Is the Lamington a Slovenian invention?

One of the many benefits of travel is that it opens our eyes to all the ways in which the various cultures and traditions of our world are interlinked.

Take, for instance, Australian Rules Football. I don’t think anyone would dispute it is an Australian invention. And it seems a particularly unique part of the Australian culture . But when you stumble across a game of Gaelic football in Ireland, suddenly AFL doesn’t seem such a completely isolated case. The ways in which the two sports may or may not have had common origins are many and complex. No doubt historians and other academics will spend many hours analyzing this issue.

So, I was fascinated when a reader of one of my previous blogs who was holidaying in Slovenia, sent me an email recently regarding Lamingtons. Howard from Queensland wrote, “For breakfast today we were offered chocolate Lamingtons – only the Slovenes claim it as one of their oldest national dishes! Perhaps its origins lie in this very small part of Europe?”

Howard very kindly followed up with a photo of the ‘Lamingtons’ on their breakfast buffet:

lamingtons 2

You have to agree…they look a lot like the cake/dessert item that we call Lamingtons. And according to Howard, they tasted like them too.

I was intrigued, so I had to do a bit of research.

The item on the breakfast buffet is called čupavci, which roughly translates to furry (I don’t think I’m going out on a limb to declare this is because of their appearance.) And all recipes that I’ve found for them certainly point to the fact that they are, for all intents and purposes, essentially what we call a Lamington.

But which came first? The Lamington or the čupavci? And does it even matter?

Alison at One Crumb at a Time has written a fascinating and well-researched post on this exact topic. In that post, she highlights that the crucial ingredient in both the Lamington and the čupavci is dessicated coconut, and as it wasn’t available in commerical quantities in either Australia or Europe until the 1890s, that limits the timeframe of the invention of this dessert item in either of those places to within ten years of the first documented references to the Australian Lamington (which are 1901+).
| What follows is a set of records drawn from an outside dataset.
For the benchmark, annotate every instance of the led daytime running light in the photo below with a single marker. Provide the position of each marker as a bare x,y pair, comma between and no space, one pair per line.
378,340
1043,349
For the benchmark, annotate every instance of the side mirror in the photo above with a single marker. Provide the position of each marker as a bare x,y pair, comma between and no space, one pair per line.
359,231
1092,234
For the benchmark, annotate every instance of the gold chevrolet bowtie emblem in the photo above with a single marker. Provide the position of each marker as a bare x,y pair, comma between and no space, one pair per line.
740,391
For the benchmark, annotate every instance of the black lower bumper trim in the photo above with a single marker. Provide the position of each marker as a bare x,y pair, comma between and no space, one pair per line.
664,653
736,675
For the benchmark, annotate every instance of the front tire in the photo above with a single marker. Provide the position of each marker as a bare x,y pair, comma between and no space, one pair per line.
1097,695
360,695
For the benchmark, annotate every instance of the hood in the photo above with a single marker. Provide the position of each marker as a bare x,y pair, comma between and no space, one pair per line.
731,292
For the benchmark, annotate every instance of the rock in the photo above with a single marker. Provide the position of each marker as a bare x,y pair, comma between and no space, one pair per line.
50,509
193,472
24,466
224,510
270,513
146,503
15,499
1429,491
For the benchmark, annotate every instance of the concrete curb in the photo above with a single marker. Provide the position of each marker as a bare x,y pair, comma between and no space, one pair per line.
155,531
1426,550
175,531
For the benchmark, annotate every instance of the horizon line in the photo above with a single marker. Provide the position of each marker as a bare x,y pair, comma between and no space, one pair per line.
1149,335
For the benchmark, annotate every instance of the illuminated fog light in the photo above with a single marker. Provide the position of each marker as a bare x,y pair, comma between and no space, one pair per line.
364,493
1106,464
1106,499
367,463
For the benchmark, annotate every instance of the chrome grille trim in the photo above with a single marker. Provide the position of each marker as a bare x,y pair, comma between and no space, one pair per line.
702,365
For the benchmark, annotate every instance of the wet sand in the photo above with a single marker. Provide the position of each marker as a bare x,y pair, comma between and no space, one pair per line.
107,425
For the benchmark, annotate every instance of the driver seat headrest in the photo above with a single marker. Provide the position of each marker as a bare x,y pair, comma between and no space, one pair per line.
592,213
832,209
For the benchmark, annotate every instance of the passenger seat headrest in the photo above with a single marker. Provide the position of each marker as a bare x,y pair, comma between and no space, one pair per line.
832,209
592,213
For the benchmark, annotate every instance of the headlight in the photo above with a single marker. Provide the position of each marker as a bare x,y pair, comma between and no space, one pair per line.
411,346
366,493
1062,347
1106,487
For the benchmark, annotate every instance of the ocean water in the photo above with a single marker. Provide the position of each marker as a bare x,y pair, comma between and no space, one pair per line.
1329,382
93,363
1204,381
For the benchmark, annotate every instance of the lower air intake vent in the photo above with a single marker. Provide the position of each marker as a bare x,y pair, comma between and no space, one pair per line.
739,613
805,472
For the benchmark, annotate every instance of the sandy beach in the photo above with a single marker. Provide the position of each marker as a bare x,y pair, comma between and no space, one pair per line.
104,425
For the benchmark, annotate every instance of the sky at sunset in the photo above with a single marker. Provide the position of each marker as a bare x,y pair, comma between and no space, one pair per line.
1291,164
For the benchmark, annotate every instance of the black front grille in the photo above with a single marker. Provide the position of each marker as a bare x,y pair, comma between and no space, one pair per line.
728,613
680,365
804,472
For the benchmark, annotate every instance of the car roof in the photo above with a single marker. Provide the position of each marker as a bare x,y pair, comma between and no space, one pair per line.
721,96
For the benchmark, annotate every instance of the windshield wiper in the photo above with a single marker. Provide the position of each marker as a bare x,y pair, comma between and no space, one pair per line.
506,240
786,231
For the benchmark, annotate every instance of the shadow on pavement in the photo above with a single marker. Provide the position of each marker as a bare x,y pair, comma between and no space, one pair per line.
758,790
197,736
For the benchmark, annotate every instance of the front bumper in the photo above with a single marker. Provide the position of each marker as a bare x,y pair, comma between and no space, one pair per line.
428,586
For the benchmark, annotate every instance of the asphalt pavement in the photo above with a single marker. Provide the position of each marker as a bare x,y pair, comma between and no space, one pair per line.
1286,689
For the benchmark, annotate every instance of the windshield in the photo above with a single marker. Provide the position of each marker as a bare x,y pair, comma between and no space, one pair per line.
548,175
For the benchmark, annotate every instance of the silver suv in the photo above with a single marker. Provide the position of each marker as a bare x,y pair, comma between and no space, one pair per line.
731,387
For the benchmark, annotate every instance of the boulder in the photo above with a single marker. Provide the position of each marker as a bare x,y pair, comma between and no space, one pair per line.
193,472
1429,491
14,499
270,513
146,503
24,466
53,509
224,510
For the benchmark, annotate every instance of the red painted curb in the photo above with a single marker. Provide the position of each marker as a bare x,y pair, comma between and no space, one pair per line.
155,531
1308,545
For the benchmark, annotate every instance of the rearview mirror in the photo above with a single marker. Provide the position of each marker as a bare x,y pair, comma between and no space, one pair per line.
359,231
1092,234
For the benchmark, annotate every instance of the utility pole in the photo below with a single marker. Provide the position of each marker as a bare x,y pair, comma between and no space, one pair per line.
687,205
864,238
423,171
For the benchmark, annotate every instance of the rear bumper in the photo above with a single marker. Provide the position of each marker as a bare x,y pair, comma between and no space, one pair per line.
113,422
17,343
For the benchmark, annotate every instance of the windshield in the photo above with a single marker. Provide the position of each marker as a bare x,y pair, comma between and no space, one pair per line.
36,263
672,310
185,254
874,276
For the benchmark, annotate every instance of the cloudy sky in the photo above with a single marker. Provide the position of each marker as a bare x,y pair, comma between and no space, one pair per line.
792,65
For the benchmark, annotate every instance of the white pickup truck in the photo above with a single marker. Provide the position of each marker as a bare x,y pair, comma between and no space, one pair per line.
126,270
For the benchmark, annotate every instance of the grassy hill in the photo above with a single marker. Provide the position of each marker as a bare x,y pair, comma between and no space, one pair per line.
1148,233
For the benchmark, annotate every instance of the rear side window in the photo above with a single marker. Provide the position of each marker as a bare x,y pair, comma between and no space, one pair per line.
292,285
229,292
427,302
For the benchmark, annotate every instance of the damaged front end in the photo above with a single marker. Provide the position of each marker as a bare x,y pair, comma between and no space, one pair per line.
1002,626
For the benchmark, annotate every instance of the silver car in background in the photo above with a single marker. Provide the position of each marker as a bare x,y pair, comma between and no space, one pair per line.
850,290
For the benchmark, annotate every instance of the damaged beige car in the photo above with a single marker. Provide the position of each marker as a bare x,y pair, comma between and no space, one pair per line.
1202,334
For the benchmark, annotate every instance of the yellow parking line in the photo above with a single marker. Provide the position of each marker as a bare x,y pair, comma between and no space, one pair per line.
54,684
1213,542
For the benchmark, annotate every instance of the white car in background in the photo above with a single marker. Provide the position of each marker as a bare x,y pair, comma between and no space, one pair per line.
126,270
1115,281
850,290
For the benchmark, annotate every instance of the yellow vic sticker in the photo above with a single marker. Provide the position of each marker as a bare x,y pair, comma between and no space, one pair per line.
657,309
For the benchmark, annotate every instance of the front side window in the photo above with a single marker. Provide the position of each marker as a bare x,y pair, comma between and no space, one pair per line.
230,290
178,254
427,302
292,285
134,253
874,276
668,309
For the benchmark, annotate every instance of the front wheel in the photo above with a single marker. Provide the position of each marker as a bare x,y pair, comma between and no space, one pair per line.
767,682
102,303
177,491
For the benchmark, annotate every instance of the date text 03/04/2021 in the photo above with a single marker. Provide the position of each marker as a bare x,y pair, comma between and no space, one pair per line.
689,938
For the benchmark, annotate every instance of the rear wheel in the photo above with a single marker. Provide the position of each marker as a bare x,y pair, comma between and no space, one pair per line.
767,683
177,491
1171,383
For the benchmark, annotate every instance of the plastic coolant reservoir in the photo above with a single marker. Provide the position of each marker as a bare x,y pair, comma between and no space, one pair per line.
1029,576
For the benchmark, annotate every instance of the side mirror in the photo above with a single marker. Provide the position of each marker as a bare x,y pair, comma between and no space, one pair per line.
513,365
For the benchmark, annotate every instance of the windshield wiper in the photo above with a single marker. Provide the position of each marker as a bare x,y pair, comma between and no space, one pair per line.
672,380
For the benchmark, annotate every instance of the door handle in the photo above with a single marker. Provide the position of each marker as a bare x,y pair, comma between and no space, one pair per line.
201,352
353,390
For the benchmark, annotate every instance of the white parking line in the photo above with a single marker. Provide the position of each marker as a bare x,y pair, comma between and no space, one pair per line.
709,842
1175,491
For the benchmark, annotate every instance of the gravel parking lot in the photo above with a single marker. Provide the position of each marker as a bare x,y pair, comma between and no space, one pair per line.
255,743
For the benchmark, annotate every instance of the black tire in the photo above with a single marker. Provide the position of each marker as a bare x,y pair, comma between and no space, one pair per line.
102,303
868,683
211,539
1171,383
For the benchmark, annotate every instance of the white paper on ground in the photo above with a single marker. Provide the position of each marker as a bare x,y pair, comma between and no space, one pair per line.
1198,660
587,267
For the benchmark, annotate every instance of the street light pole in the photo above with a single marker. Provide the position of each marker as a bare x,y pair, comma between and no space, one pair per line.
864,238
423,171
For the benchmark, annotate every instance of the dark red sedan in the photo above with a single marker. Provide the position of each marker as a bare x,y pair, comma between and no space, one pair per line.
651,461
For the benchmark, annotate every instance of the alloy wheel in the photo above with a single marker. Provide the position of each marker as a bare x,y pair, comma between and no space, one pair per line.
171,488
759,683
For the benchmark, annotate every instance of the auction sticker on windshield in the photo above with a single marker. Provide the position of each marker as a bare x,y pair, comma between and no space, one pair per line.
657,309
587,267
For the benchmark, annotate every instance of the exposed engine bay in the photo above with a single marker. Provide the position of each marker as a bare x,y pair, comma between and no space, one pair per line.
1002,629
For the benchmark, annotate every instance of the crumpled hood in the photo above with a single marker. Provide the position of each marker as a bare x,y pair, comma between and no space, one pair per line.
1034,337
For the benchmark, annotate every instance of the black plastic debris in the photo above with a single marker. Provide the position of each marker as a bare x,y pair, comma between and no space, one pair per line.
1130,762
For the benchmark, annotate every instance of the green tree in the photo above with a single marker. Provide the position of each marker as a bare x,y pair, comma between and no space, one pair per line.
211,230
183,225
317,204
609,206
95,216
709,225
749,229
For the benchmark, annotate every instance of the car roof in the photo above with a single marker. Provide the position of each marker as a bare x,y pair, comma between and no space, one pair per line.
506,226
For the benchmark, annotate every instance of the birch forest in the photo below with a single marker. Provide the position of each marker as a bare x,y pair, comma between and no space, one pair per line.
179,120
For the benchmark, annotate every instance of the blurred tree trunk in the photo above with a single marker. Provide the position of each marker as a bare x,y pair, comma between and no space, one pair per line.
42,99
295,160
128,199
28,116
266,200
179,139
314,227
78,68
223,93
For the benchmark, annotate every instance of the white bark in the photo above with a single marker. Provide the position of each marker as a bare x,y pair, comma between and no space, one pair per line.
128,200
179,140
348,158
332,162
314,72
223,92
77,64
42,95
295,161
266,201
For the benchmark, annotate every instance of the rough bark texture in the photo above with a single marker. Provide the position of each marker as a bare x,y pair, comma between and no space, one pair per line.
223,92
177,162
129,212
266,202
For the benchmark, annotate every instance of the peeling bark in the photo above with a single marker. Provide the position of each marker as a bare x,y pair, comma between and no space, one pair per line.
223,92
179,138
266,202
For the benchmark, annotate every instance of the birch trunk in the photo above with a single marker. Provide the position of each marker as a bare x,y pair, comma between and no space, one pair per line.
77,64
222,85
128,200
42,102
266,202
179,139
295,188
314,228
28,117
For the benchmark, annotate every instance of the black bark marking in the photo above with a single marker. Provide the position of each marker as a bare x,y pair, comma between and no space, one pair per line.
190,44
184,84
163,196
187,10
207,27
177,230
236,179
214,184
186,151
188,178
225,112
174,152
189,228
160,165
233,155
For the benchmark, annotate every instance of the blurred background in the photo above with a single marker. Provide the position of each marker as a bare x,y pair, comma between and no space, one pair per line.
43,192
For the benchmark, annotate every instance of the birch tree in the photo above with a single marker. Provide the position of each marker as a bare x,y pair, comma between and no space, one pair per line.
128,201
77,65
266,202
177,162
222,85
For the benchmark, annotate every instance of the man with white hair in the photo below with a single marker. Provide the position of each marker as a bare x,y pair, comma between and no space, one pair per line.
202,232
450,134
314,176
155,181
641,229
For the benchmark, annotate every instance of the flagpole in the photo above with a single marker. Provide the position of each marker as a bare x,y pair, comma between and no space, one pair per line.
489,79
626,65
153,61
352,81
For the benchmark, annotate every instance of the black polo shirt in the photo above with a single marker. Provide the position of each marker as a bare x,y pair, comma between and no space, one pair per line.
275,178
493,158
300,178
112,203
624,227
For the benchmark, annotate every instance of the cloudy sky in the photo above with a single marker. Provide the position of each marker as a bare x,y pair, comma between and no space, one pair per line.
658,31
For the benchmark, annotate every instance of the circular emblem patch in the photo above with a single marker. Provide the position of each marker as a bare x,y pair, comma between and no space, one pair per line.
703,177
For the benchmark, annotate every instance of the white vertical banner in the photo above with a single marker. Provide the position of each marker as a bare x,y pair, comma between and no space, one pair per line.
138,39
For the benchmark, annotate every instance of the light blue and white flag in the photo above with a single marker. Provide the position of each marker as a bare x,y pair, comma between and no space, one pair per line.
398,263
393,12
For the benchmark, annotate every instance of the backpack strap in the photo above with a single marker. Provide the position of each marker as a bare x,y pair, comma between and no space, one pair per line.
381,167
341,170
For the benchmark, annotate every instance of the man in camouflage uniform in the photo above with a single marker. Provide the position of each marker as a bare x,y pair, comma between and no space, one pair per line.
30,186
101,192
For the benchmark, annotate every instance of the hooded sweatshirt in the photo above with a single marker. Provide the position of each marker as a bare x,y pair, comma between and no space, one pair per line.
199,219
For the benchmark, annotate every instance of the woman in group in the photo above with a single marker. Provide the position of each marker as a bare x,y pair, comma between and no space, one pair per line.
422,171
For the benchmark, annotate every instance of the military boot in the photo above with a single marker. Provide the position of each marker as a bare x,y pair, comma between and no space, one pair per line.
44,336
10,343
But as to which country had it first? No clear conclusion. And, as Alison says, the more interesting question is whether it is it possible that identical cakes were produced at roughly the same time in both Eastern Europe and Queensland, Australia?

But there’s not even consensus about when and where the Lamington itself first appeared in Australia. Perhaps it was the invention of the French chef at Queensland Government House , maybe an errant kitchen maid dropped the spongecake in chocolate,  or could it even be the brainchild of a Miss Amy Schauer who taught cooking at the Brisbane Technical College? And were any of these ‘inventors’ influenced by čupavci or vice versa?

Ahhhh…the tangled food webs of the world.

Regardless of their provenance, Lamingtons are definitely a significant part of the Australian culture, and recently I’ve seen some amazing variations on the basic recipe creeping into the cafe scene around Melbourne.

Food culture – it’s a living, breathing, evolving thing.

What’s your favourite local food? Do you know its origins?

 

Note: an earlier version of this post referred to a Guardian article suggesting Lamingtons were a New Zealand invention. This article was an April Fool’s joke. I have removed the reference to it. The origins of the Lamington is far too serious a topic to joke about.